Question

I’m trying to implement a Blind Source Separation (BSS) algorithm and I’m running into trouble determining the efficacy of the algorithm.

I’m trying to create test cases where I work backwards and start with a signal vector s, which is normally unknown, and then create a mixing matrix A, which I use to transform s to create the observation vector x, which is what is normally observed by things like sensory equipment. Therefore I have a model that looks like

x = A * s.

I then put x into the BSS algorithm and get s’, which is a reconstruction of the signal vector.

Now this is where I have a lot of problems; how can I compare s’ and s, and get a quantitative measure of how similar the two vectors are? The algorithm I am studying can only reconstruct the signal vector up to a negative sign (therefore it is possible for s’ to be similar to -s, or stated in another way, for s to be similar in "shape" to s but flipped) and cannot guarantee the preservation of the amplitudes of the signals. So I want to compare the “shapes” of the signals to each other, while also anticipating the fact that while their "shapes" might be similar, they might be flipped.

Just to clarify, when I say signal, I really mean a matrix that could be something like 50 x 10000 (50 different channels with 10000+ data points taken over time). Another problem that arises from the BSS algorithm is that the ordering of the channels is not guaranteed to be preserved. So given s 1, s 2, s 3, ... , s N, which would be the different channels of s , might be reconstructed (again, perhaps flipped and of different amplitudes compared to the original channels in s), but the ordering is not guaranteed to be preserved. So s 1 might correlate instead to s23, and s 2 to s5, and so on and so forth.

So I was wondering if there s a fast and efficient way of comparing the similarity between two different matrices, which are assumed to be composed of vectors that should correlate to one another, although not in the same order, sign, or amplitude.
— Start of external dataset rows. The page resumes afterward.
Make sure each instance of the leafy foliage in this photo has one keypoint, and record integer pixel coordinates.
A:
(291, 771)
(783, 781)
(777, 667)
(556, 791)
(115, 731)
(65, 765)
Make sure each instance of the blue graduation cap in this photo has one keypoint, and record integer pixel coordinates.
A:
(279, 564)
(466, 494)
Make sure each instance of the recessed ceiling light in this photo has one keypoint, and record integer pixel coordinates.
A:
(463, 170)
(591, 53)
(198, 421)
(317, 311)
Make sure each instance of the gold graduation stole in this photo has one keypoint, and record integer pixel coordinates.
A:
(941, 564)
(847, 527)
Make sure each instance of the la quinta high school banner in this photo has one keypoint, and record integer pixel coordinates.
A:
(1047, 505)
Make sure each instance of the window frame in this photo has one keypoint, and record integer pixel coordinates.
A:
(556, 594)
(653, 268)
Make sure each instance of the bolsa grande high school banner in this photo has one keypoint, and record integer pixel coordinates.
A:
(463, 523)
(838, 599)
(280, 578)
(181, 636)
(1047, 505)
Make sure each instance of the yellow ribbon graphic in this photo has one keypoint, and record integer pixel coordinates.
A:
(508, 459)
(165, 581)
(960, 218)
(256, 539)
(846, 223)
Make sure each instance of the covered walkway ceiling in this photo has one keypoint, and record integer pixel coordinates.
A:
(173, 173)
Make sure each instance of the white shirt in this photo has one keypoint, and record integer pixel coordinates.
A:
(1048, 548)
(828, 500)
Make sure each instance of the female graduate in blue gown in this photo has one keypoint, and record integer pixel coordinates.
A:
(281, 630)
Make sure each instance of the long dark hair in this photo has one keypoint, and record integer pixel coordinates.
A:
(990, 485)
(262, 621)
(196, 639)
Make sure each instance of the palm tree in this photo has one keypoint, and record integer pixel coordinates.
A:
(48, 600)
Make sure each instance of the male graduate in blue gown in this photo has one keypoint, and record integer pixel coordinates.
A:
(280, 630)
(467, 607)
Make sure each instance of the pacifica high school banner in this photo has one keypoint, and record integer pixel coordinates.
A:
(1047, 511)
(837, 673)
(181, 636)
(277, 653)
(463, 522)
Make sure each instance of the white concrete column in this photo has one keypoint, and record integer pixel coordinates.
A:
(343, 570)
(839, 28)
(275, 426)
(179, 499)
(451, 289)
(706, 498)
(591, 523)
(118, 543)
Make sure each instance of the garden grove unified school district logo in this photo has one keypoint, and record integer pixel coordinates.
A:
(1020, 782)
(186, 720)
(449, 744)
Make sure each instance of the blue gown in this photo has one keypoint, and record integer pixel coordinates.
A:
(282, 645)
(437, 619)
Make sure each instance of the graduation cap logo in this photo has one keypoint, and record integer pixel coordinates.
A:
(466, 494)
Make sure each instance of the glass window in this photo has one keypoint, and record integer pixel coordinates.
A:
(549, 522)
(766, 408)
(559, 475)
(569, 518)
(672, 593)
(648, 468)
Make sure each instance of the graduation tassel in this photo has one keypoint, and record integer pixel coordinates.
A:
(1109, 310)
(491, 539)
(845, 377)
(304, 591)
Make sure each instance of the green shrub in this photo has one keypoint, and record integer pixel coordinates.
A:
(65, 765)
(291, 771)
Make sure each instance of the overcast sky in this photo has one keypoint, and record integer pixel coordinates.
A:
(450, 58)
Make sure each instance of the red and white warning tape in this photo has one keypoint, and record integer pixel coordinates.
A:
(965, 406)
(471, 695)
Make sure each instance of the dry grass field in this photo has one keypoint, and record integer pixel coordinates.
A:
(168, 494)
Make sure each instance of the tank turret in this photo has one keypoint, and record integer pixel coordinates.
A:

What would be the best way to solve this? Appreciate the help!

Answer 1

Try to read the recent paper from Science

Detecting novel associations in large datasets D. Reshef, Y. Reshef, H. Finucane, S. Grossman, G. McVean, P. Turnbaugh, E. Lander, M. Mitzenmacher, P. Sabeti Science 334, 6062 (2011) http://www.uvm.edu/~cmplxsys/newsevents/pdfs/2012/reshef-correlation-science-2011.pdf

The code usable using either JAVA (within MATLAB) or R (R-project) is available from http://www.exploredata.net/Usage-instructions

Answer 2

A simple "greedy" method, avoiding the combinatorial explosion

For reconstructed signals q_i and ground truth s_j, let NxN matrix

M[i,j] = abs(corr(q_i,s_j))

with "corr()" some correlation function giving results in [-1,1], e.g. pearson moment-product (MATLAB: corrcoef() ) or spearman rank-corrrelation.

Step 1) Find (i,j) = argmax(l,m) M[l,m]. This is a pair of reconstructed index i,j. Push it on a list. This is the best matching pair of what s currently eligible.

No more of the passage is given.